In effect, Alibaba has taken Hong Kong’s English-language paper of record since the days of British rule and put it on the leading edge of China’s efforts to project soft power abroad. Every day, The Post churns out dozens of articles about China, many of which seek to present a more positive view of the country. As it does, critics say it is moving away from independent journalism and pioneering a new form of propaganda.

And two years before that, the Guardian ran a story about the SCMP’s curious access to a woman who’d been kept under secret detention for a year:

Zhao Wei was seized in July 2015 at the start of a major government crackdown on human rights lawyers and was released on bail earlier this month, according to Chinese police.

Within days of that reported release the South China Morning Post managed to contact her despite the fact that Zhao’s own lawyer and husband said they had been unable to do so and suspected she was still under some form of custody…

“It’s just so sad. A newspaper that used to be one of the best in Asia is now becoming a mouthpiece,” one former employee told the Guardian this week…

The interview with her was conducted by telephone on 10 July, just three days after Zhao’s release was announced, and was published the following day under the headline: ‘Young Chinese legal activist ‘regrets’ civil rights activism’.

“I have come to realise that I have taken the wrong path,” Zhao was quoted as saying in the article. “I repent for what I did. I’m now a brand new person.”

She recanted and somehow the SCMP was able to get to her before anyone else knew where she was. Very curious indeed. All of that to say, the SCMP can’t necessarily be trusted to be independent these days.

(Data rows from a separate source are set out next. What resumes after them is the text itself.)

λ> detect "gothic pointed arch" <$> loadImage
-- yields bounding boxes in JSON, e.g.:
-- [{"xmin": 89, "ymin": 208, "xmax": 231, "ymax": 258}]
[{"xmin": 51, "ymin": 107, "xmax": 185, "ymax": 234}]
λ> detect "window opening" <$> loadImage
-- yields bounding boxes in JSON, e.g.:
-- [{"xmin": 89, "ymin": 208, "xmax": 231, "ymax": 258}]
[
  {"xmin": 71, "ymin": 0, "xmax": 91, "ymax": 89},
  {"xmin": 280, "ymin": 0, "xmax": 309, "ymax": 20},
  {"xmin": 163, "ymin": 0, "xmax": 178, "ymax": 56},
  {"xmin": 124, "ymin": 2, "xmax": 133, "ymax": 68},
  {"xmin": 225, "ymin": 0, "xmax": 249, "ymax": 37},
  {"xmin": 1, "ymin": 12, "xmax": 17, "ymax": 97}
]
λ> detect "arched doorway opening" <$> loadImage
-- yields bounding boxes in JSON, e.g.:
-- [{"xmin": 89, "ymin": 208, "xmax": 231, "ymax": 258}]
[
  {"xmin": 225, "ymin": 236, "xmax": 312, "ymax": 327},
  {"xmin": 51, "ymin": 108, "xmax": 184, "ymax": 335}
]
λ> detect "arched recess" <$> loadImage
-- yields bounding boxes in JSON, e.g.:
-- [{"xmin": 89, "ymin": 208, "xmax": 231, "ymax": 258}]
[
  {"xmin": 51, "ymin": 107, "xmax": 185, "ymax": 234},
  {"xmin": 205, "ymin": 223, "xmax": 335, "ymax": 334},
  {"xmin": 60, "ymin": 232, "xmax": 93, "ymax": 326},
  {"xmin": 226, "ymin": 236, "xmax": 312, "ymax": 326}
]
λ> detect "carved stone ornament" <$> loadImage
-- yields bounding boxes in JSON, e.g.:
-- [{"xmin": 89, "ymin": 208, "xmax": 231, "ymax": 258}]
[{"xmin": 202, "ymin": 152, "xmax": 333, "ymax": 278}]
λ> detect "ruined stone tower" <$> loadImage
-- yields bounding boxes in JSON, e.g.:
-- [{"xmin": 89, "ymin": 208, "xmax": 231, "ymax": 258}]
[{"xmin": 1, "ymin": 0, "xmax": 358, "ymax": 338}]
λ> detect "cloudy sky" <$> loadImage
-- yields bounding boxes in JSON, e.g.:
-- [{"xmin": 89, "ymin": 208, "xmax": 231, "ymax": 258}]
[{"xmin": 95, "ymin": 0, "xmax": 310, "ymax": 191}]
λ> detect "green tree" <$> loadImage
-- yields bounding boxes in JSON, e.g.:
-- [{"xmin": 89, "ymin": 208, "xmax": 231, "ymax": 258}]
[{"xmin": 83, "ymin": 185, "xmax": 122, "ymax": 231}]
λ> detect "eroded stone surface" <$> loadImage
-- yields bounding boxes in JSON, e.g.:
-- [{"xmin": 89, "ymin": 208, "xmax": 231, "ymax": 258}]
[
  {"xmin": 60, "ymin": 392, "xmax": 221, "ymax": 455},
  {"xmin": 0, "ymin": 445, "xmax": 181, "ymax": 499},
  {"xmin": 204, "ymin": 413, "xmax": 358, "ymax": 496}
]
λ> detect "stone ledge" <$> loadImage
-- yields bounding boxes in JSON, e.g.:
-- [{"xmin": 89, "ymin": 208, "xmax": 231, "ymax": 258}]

But of course the fact that the SCMP published this story doesn’t prove the contents are true. The reporter in this case isn’t claiming he saw Dong Jingwei or even heard him speak, only that there was a report on a social media account run by the Chinese law enforcement claiming he said all these things at a seminar last Friday. Maybe that’s true and this is China’s way of trying to put an end to the rumors about his defection. On the other hand, maybe China is creating disinformation about Dong’s whereabouts for some other reason. We’re going to have to wait for confirmation from a more reliable source.